2.2 L’opportunisme : un facteur d’inefficacité de la régulation des télécommunications

La régulation des télécommunications est sujette, du point de vue de son efficacité, à des tendances à l’opportunisme qui se soldent par des inefficacités relativement à l’objectif d’assurer à la fois l’efficience statique et l’efficience dynamique. Également, comme l’ont souligné Estache et Martimort (1999), la régulation peut être analysée comme un jeu entre divers acteurs ayant des degrés différents de connaissances et d’informations requises pour établir des choix pouvant conduire à l’allocation optimale des ressources. Le modèle firme-régulateur développé par Golberg (1976) dans lequel tout régime de régulation est analysé comme un contrat entre l’organe de régulation qui agit comme le principal, et la firme régulée comme agent, constitue une contribution majeure pour la compréhension des facteurs d’inefficacité de la régulation des télécommunications liés à l’opportunisme.
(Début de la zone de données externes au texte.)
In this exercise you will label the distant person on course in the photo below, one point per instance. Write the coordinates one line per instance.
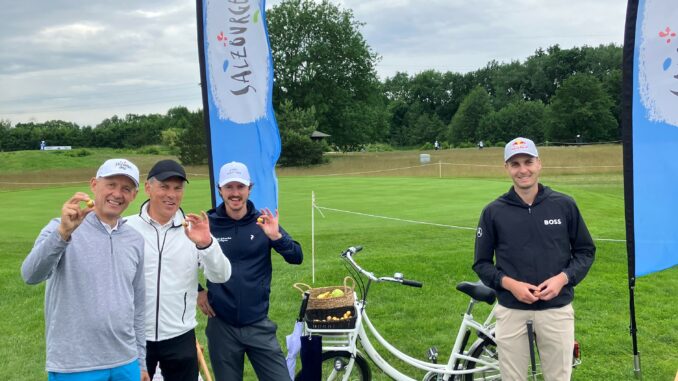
(174, 253)
(532, 247)
(94, 267)
(238, 321)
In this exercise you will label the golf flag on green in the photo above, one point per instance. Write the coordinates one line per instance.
(236, 73)
(650, 134)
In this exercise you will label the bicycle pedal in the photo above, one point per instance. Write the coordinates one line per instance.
(432, 354)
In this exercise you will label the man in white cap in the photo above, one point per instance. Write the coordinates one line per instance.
(238, 309)
(94, 299)
(177, 246)
(532, 247)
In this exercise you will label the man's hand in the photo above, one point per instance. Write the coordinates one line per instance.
(269, 224)
(551, 287)
(198, 229)
(72, 215)
(204, 305)
(524, 292)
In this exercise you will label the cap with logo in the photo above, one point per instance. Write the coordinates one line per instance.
(165, 169)
(115, 167)
(520, 145)
(234, 171)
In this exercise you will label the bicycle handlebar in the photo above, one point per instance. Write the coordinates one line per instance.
(397, 278)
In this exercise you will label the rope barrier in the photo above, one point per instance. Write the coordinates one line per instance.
(431, 223)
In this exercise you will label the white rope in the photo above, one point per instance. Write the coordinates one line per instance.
(432, 223)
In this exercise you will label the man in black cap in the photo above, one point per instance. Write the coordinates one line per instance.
(176, 246)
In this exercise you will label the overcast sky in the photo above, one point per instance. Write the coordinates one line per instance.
(84, 61)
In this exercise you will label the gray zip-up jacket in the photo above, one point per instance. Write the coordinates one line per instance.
(94, 298)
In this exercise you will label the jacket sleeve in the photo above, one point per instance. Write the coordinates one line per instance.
(483, 262)
(215, 265)
(583, 248)
(288, 248)
(139, 286)
(45, 255)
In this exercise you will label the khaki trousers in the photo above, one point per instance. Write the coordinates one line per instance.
(554, 330)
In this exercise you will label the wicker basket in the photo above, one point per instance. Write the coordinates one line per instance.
(314, 303)
(317, 319)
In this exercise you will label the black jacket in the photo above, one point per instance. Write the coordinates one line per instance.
(531, 244)
(244, 298)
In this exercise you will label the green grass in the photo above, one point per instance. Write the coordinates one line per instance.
(411, 319)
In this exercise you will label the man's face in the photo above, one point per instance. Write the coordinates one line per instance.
(165, 198)
(112, 195)
(524, 170)
(235, 195)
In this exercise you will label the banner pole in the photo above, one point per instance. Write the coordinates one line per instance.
(313, 237)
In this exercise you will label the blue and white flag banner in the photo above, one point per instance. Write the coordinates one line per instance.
(237, 82)
(650, 132)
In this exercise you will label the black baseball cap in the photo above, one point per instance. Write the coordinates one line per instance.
(164, 169)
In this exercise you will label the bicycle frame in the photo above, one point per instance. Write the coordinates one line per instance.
(347, 339)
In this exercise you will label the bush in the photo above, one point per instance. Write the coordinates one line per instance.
(78, 153)
(299, 150)
(149, 150)
(378, 147)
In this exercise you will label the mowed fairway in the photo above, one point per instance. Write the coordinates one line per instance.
(411, 219)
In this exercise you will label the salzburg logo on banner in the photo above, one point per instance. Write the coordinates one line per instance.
(658, 62)
(237, 80)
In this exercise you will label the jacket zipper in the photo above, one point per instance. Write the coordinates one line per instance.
(157, 295)
(184, 313)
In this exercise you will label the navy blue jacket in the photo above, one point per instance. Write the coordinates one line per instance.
(244, 298)
(531, 243)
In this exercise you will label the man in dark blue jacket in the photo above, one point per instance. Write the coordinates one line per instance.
(238, 321)
(532, 247)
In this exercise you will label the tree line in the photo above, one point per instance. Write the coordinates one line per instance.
(325, 79)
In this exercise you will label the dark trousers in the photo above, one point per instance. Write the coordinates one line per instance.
(178, 357)
(228, 345)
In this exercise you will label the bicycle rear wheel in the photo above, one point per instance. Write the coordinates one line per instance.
(334, 367)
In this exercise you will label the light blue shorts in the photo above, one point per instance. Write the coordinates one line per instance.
(129, 372)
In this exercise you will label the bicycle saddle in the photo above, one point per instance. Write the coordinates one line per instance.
(478, 291)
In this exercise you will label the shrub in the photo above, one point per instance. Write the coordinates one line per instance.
(78, 153)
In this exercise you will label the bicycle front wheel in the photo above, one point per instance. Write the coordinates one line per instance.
(335, 365)
(486, 351)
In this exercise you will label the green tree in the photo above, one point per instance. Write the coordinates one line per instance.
(465, 123)
(581, 107)
(296, 127)
(322, 60)
(523, 118)
(193, 148)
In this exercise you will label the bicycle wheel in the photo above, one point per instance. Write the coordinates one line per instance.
(334, 367)
(487, 351)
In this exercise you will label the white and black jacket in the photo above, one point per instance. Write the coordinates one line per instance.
(532, 243)
(171, 263)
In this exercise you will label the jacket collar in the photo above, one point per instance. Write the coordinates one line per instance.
(511, 197)
(176, 221)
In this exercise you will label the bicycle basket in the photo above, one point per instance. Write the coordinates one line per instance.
(315, 303)
(334, 318)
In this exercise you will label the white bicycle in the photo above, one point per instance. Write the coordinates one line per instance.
(343, 360)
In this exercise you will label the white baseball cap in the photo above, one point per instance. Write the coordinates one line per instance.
(114, 167)
(520, 145)
(234, 171)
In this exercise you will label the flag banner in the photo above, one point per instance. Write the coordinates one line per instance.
(650, 134)
(237, 87)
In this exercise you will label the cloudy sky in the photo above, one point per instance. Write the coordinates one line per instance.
(84, 61)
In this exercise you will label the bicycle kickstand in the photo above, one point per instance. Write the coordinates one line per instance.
(530, 338)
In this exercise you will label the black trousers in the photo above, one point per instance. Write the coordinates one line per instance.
(178, 357)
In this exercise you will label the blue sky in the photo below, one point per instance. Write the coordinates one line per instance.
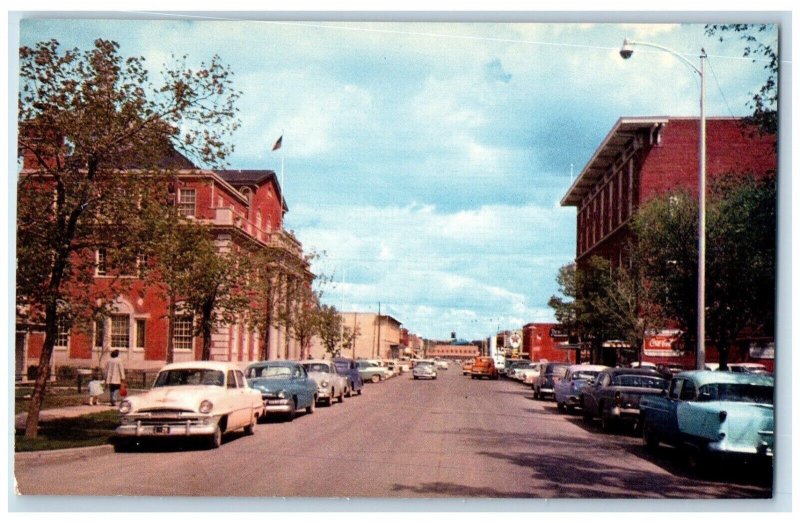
(427, 160)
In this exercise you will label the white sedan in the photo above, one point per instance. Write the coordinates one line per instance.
(197, 399)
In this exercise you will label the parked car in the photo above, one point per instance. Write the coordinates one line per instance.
(424, 370)
(330, 384)
(466, 368)
(713, 414)
(285, 387)
(197, 399)
(529, 375)
(614, 396)
(371, 371)
(549, 374)
(567, 392)
(518, 371)
(748, 368)
(349, 369)
(509, 365)
(484, 368)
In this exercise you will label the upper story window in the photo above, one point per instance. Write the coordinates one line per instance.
(186, 202)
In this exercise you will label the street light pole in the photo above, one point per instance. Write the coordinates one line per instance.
(626, 52)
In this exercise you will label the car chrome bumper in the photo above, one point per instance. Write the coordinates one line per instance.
(189, 427)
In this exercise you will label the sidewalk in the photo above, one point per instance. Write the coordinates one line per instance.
(62, 412)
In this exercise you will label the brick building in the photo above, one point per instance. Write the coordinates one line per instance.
(546, 341)
(642, 158)
(243, 210)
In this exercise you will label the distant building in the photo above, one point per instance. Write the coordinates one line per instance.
(446, 350)
(376, 339)
(548, 341)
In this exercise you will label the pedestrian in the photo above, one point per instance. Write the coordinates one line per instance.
(115, 375)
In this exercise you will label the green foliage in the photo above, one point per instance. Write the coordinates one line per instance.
(740, 257)
(764, 102)
(99, 141)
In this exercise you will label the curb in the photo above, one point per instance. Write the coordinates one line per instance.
(62, 453)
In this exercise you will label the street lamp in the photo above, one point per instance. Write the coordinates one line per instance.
(626, 52)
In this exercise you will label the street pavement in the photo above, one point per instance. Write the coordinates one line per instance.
(447, 438)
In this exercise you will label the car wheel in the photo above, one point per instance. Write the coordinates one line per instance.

Par rapport au comportement des deux principaux acteurs dans cette relation d’agence, l’opportunisme associé à la régulation émane à la fois du régulateur et des firmes régulées. Dans le premier cas, l’opportunisme est traditionnellement associé à la théorie de la capture dont un exposé des mécanismes est produit par Stigler (1971) et Peltzman (1976). Ce qui est énoncé dans cette théorie c’est l’idée suivant laquelle les décideurs politiques, en se constituant en groupe d’intérêt, et bien entendu à la faveur de leur pouvoir, sont souvent enclins à changer les règles du jeu, de façon opportuniste, pour extraire la quasi-rente des firmes régulées. Une analyse des conséquences de cette forme d’opportunisme sur l’efficience allocative, telle que présentée par Spiller (2011), enseigne que face au risque d’opportunisme émanant des organes de régulation et du fait du caractère souvent irréversible des investissements dans les télécommunications (ERG, 2007)[10], la réponse des firmes régulées peut revêtir plusieurs formes. Tout d’abord, il y a le sous-investissement, c’est-à-dire la faible incitation à investir qui est une des facettes de la manière dont les firmes régulées répondent pour se prémunir du potentiel risque d’expropriation de la rente auquel elles sont exposées (Kotakorpi, 2006). Ensuite, face à ce risque, les firmes choisissent d’investir presque exclusivement dans les segments de marché les plus rentables et pour lesquels le délai de récupération est relativement court. Le modèle théorique de Spiegel et Spulber (1994) a produit des résultats qui viennent en appui de ces affirmations en montrant que l’attitude de la firme régulée en matière d’investissement est une stratégie défensive destinée à se prémunir de l’opportunisme du régulateur. À ce propos, Pietrunti (2008) soutient pour sa part que l’interaction entre la contrainte financière, la contrainte d’irréversibilité de certains actifs et le risque d’opportunisme du régulateur conduisent l’industrie vers un équilibre de sous-investissement.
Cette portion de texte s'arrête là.